The Marketer’s Big Data Challenge: Unifying Our View of the Customer
In a recent post, we discussed what the future of big data holds, and how we can apply it to develop highly targeted and relevant campaigns for unique customer segments. Emerging opportunities for leveraging big data occur every day, and even greater opportunities are still yet on the horizon. But as we have seemed to conclude, big data is only big when it drives real, tangible results in campaign performance. When big data truly allows us to answer not only the question of, “Who is my customer?” but “Who is my best customer?” we know that it is adding real value to our programs. The ability to connect the dots between big data and analytics as it relates to a holistic customer-centric strategy is the competitive edge that every company seeks today.
How Do I Connect My Customer Data Points?
Though marketers have developed more sophisticated methods of tracking and grouping data into the appropriate segments, challenges still arise in recognizing how to actually harness every piece of information so that it drives results – so that it answers the question of who our complex customer is, how she or he behaves, and how we can deliver the most relevancy.
Where do these challenges stem from? As marketers we’re all fairly familiar with the “aspirational” customer – we’ve cultivated her into a loyal brand advocate, she engages with us in each channel seamlessly and converts when and where we expect her to. But we must ask ourselves, are we truly reaching that customer? Are we actually understanding her purchase journey by connecting her data points? Do we even know who she is, or whether she exists at all?

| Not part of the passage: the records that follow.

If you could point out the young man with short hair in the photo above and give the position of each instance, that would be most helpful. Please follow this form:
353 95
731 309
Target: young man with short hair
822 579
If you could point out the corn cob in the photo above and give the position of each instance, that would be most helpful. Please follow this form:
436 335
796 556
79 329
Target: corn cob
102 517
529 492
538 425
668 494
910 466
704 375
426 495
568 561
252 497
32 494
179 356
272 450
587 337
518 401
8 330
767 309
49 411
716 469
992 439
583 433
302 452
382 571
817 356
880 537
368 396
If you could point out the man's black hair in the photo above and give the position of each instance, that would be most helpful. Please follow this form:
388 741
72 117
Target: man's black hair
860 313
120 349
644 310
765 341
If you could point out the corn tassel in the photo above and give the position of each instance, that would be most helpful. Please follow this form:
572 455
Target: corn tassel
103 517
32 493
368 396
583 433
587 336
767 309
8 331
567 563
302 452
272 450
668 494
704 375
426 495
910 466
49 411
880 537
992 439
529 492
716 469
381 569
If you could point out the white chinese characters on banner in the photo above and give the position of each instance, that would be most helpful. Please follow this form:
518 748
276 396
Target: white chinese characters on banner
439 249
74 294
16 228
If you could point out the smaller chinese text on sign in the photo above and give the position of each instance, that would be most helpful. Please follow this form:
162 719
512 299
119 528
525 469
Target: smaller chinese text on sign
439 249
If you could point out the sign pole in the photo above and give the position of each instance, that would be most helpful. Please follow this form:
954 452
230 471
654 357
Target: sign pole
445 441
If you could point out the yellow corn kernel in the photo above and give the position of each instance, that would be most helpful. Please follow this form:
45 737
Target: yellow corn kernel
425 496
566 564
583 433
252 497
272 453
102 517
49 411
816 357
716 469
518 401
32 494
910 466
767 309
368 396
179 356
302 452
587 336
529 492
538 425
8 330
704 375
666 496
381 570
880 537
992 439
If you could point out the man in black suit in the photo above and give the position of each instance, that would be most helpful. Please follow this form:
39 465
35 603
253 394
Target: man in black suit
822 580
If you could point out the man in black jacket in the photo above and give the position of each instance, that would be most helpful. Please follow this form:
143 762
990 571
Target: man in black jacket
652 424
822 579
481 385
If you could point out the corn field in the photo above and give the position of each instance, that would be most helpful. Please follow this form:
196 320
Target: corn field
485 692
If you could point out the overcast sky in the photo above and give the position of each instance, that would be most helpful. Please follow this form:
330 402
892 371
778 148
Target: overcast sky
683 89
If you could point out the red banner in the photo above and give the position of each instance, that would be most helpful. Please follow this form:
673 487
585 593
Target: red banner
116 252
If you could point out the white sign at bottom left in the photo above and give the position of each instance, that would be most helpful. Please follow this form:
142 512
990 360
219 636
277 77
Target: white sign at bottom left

Surprisingly we have found more often than not that the answer to these questions is “no”. According to research conducted by technology provider, Signal, six in ten retail marketers struggle to personalize customer experiences due to fragmented data and customer profiles. The addition of big data technologies and advanced analytics has given the retail sector a unique opportunity to understand their customers. But many still feel as through their data snapshot is disjointed or incomplete. Often times, this comes from the process. Believe it or not, some of the major challenges in leveraging customer analytics begins at home, in the application of first party data.
The first step in understanding the big data environment and how it relates to optimizing customer segmentation is to disrupt the old siloed platforms of engagement. Direct mail, email marketing, search, social and display generate myriad data points about retail customers, but the key to leveraging them is by viewing them not as isolated, but as one. We can connect qualified data, but until we unify online and offline to build a single, comprehensive view of each customer, we cannot achieve scale and efficiency in our programs. Basic in house customer information – names, email addresses, sales channels through which customers engage and convert, products that he or she purchased – all represent a critical mass of data that lends us the first level of needed insight to strengthen our methods of customer segmentation.
We recently completed a customer analytics project with a brick & mortar retailer that was beginning to see slowing growth after a tremendous start. Year over year sales comps were down and this retailer didn’t have answers as to why. By connecting their store traffic customer-level sales performances, we were able to identify the source of the problem: they were not acquiring enough new customers to offset losses to their active customer base. Store visits, and ultimately sales were significantly down within this key customer segment.
With our guidance, the client opted for a multi-phased marketing strategy that would 1) increase store traffic and sales from target prospect audiences 2) improve customer loyalty through cultivation programs, including a critical first step of cleaning up their customer data and 3) enhance the ability to contact customers through direct response. Moving forward, our teams will be providing them a unified view of their customer performances to monitor and measure the success of these initiatives within and across channel.
As the retail and marketing landscape in general evolve with more complex technologies, the value of unifying customer data ever increases. Consumer expectations are amplified, and in order to ultimately build meaningful (and convertible) relationships, having the right tools and processes for implementing customer data is no longer an option.